Furthermore, before the part where the flow diverges, in the AbstractLoader class, there’s the following logic:

else if ( entityInfos.size() == 1 ) {
  final Object entity = executeLoad( entityInfos.get( 0 ) );
  if ( entity == null ) {
    loadedObjects = Collections.EMPTY_LIST;
  else {
    loadedObjects = Collections.singletonList( entity );
else {
  loadedObjects = executeLoad( entityInfos );

If a single entity is being loaded (else if block) then the flow goes to (3) i.e. the entity is returned with all fields (non-transient and transient) set. This seems to explain why, although not working for multiple entities, DatabaseRetrievalMethod.QUERY works when a single entity is being returned.
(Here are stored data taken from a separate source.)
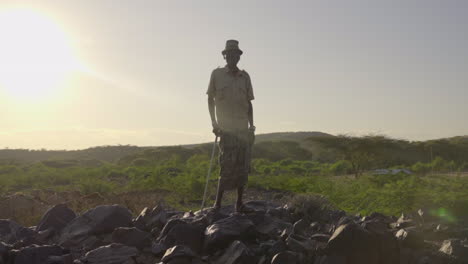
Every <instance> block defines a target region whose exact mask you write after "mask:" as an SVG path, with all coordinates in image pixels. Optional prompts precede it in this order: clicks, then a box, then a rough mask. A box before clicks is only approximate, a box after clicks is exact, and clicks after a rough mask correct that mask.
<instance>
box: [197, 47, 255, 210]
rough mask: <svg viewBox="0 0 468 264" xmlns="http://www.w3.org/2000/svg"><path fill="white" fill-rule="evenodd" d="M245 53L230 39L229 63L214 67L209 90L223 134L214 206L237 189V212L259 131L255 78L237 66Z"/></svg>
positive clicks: (215, 205) (242, 205) (236, 209)
mask: <svg viewBox="0 0 468 264" xmlns="http://www.w3.org/2000/svg"><path fill="white" fill-rule="evenodd" d="M242 53H243V52H242V50H240V49H239V42H238V41H237V40H228V41H227V42H226V48H225V49H224V50H223V51H222V52H221V54H222V55H223V57H224V59H225V60H226V63H227V64H226V66H225V67H224V68H217V69H215V70H213V72H212V73H211V78H210V83H209V85H208V91H207V92H206V93H207V94H208V109H209V112H210V116H211V123H212V125H213V133H215V135H217V136H219V137H220V141H219V164H220V167H221V171H220V178H219V182H218V191H217V195H216V202H215V204H214V208H215V209H219V208H220V207H221V200H222V198H223V193H224V191H226V190H231V189H237V202H236V205H235V209H236V211H237V212H240V211H242V210H243V209H244V208H243V202H242V195H243V192H244V187H245V185H246V183H247V177H248V174H249V172H250V153H251V146H252V144H253V141H254V131H255V126H254V125H253V109H252V103H251V100H253V99H254V95H253V90H252V82H251V81H250V76H249V74H248V73H247V72H246V71H244V70H239V68H237V63H238V62H239V60H240V56H241V55H242Z"/></svg>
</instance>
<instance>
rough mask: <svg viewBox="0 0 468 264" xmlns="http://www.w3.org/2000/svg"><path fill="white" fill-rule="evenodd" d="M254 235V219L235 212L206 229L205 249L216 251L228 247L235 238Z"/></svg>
mask: <svg viewBox="0 0 468 264" xmlns="http://www.w3.org/2000/svg"><path fill="white" fill-rule="evenodd" d="M252 236H255V232H254V224H253V223H252V221H250V220H249V219H248V218H247V217H246V216H244V215H240V214H235V215H233V216H231V217H228V218H225V219H222V220H219V221H217V222H215V223H213V224H212V225H210V226H208V227H207V228H206V229H205V242H204V249H205V250H206V251H207V252H214V251H216V250H218V249H223V248H226V247H227V246H229V245H230V244H231V243H232V242H234V241H235V240H241V241H243V240H248V239H249V238H251V237H252Z"/></svg>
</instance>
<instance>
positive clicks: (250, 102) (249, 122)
mask: <svg viewBox="0 0 468 264" xmlns="http://www.w3.org/2000/svg"><path fill="white" fill-rule="evenodd" d="M244 72H245V71H244ZM245 73H246V76H247V102H248V103H249V110H248V112H247V117H248V119H249V124H250V126H249V127H250V128H251V130H254V131H255V126H254V124H253V107H252V100H253V99H255V97H254V95H253V87H252V81H251V80H250V76H249V74H248V73H247V72H245Z"/></svg>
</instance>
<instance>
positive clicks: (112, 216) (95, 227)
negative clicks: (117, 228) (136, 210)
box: [59, 205, 132, 247]
mask: <svg viewBox="0 0 468 264" xmlns="http://www.w3.org/2000/svg"><path fill="white" fill-rule="evenodd" d="M131 222H132V214H131V212H130V211H129V210H128V209H126V208H124V207H122V206H120V205H101V206H98V207H95V208H93V209H90V210H88V211H86V212H85V213H84V214H83V215H80V216H78V217H76V218H75V219H73V220H72V221H71V222H70V223H69V224H68V225H67V226H66V227H65V228H64V229H63V230H62V232H61V235H60V238H59V243H60V245H63V246H65V247H76V246H79V245H80V243H81V242H82V241H83V240H85V239H86V238H87V237H88V236H90V235H99V234H105V233H111V232H112V231H114V229H116V228H117V227H127V226H130V224H131Z"/></svg>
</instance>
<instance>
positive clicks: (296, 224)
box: [293, 219, 310, 235]
mask: <svg viewBox="0 0 468 264" xmlns="http://www.w3.org/2000/svg"><path fill="white" fill-rule="evenodd" d="M309 227H310V223H309V222H308V221H306V220H305V219H300V220H298V221H296V222H295V223H294V225H293V233H294V234H298V235H304V234H306V233H307V231H308V229H309Z"/></svg>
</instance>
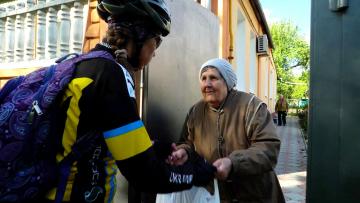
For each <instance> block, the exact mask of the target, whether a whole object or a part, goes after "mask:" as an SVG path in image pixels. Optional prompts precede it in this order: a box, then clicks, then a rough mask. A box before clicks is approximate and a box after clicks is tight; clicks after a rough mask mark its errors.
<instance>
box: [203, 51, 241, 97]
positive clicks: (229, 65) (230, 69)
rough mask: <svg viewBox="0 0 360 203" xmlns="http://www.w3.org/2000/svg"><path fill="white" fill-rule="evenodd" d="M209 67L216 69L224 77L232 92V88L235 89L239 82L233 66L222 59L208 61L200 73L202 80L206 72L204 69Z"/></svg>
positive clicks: (208, 60)
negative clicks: (233, 69)
mask: <svg viewBox="0 0 360 203" xmlns="http://www.w3.org/2000/svg"><path fill="white" fill-rule="evenodd" d="M208 66H211V67H214V68H216V69H217V70H218V71H219V73H220V75H221V77H223V79H224V80H225V82H226V85H227V88H228V90H231V89H232V88H234V87H235V85H236V82H237V79H236V74H235V73H234V71H233V69H232V66H231V64H230V63H229V62H228V61H226V60H225V59H221V58H214V59H210V60H208V61H206V62H205V63H204V64H203V65H202V66H201V68H200V71H199V78H200V79H201V74H202V73H203V72H204V69H205V68H206V67H208Z"/></svg>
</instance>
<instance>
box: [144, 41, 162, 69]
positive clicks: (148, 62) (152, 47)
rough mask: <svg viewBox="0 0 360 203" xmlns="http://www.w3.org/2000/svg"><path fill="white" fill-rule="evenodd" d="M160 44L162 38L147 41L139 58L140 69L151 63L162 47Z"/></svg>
mask: <svg viewBox="0 0 360 203" xmlns="http://www.w3.org/2000/svg"><path fill="white" fill-rule="evenodd" d="M160 43H161V38H160V36H157V37H154V38H150V39H148V40H146V41H145V43H144V45H143V47H142V48H141V51H140V56H139V65H140V67H144V66H146V65H148V64H149V63H150V61H151V59H152V58H153V57H154V56H155V50H156V49H157V48H158V47H159V46H160Z"/></svg>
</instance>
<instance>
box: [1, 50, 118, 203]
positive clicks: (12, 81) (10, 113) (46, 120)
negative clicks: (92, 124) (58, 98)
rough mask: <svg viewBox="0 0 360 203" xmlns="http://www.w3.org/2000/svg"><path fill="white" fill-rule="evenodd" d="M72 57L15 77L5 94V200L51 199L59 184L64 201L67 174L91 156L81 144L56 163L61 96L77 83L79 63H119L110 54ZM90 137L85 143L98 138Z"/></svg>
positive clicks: (3, 199) (1, 157)
mask: <svg viewBox="0 0 360 203" xmlns="http://www.w3.org/2000/svg"><path fill="white" fill-rule="evenodd" d="M68 57H69V55H67V56H65V57H62V58H60V59H58V60H57V61H56V63H57V64H55V65H51V66H49V67H44V68H41V69H39V70H36V71H34V72H31V73H29V74H28V75H26V76H19V77H16V78H13V79H11V80H9V81H8V82H7V83H6V84H5V86H4V87H3V88H2V89H1V90H0V202H34V201H36V200H39V199H42V198H45V194H46V192H47V191H48V190H49V189H50V188H53V187H54V186H56V184H58V188H57V194H56V200H57V201H61V200H62V197H63V194H64V191H65V186H66V180H67V176H68V173H66V172H65V173H62V172H61V171H66V170H67V169H69V167H71V165H72V163H73V162H74V161H76V160H78V159H79V158H80V157H81V155H82V153H85V152H83V151H79V150H77V148H76V146H77V143H78V142H76V143H75V144H74V146H73V148H72V153H70V155H68V156H66V157H65V158H64V159H63V161H61V162H60V163H56V159H55V156H56V150H55V149H54V148H56V147H54V144H55V141H54V140H55V138H54V137H52V134H51V133H52V126H53V124H54V122H53V118H54V112H55V111H54V110H56V108H57V107H56V105H55V103H56V100H57V99H56V98H57V96H58V95H60V94H61V93H62V91H63V90H64V89H65V88H66V87H67V85H68V83H69V82H70V81H71V79H72V77H73V74H74V70H75V67H76V65H77V64H78V63H79V62H81V61H84V60H89V59H92V58H106V59H109V60H114V59H113V57H112V55H111V54H109V53H108V52H105V51H92V52H89V53H88V54H83V55H76V56H75V57H72V58H70V59H68ZM88 134H89V135H88V136H87V137H86V136H85V138H84V139H82V140H85V141H79V143H80V145H81V144H83V145H88V144H90V142H91V141H89V140H94V139H92V138H94V136H95V134H96V133H95V132H89V133H88ZM91 144H92V143H91ZM79 148H81V147H79ZM82 148H84V147H82ZM59 177H60V180H59ZM59 182H60V183H59ZM59 187H60V188H59Z"/></svg>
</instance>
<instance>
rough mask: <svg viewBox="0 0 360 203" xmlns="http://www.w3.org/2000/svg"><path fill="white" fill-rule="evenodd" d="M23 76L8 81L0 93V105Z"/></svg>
mask: <svg viewBox="0 0 360 203" xmlns="http://www.w3.org/2000/svg"><path fill="white" fill-rule="evenodd" d="M24 78H25V77H24V76H19V77H16V78H13V79H11V80H9V81H8V82H7V83H6V84H5V85H4V87H3V88H2V89H1V91H0V103H3V100H4V99H5V97H6V96H7V95H8V94H9V93H10V92H11V91H13V90H14V89H15V88H16V87H17V86H19V85H20V84H21V82H22V81H23V80H24Z"/></svg>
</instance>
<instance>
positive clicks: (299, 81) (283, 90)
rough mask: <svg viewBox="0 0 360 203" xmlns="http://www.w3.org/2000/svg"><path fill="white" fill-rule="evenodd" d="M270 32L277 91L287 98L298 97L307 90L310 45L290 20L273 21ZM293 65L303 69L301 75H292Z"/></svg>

@yrodiere I can create a ticket for this if the Hibernate ORM team considers this a bug or something that could be improved.


@sant0s You can give it a try, but I doubt it will be fixed soon, if at all, since the basic problem is that the your ID class is flawed when used as Hibernate ORM expects (i.e. default constructor, then setters or direct writes to fields).

Did you try the piece of code I gave you in my last message? It could solve your problem.

If it doesn’t, you could open a ticket to ask for something like the @PostLoad annotation, but for embedded IDs instead of entities.

EDIT: this could be of interest to you too:


@yrodiere As you mentioned, @PostLoad is unfortunately not working (with neither DatabaseRetrievalMethod.FIND_BY_ID nor DatabaseRetrievalMethod.QUERY). I also tried your suggestion about setting the transient field from a non-transient field setter, but to no avail. Adding a no-args constructor and getters/setters to the ID class doesn’t make it work either. At some point, the setters get actually called, including the transient field one, but later in the flow FullTextQuery returns entities with null (embedded ID) transient fields due to, I guess, the logic I described earlier.

I’ve just created HHH-13052. Thanks for your help.


I also tried your suggestion about setting the transient field from a non-transient field setter, but to no avail.

@sant0s You made me doubt, so I tried it. There were some errors in the snippet I gave you that prevented Hibernate ORM to boot, but once they are fixed, my solution works. Proof: . Build this directory with mvn clean install, it will execute the tests, and the tests will pass.

Check that you added the @Access annotation to your ID class, and that you added the @java.persistence.Transient annotation on the getter for your transient field, in particular.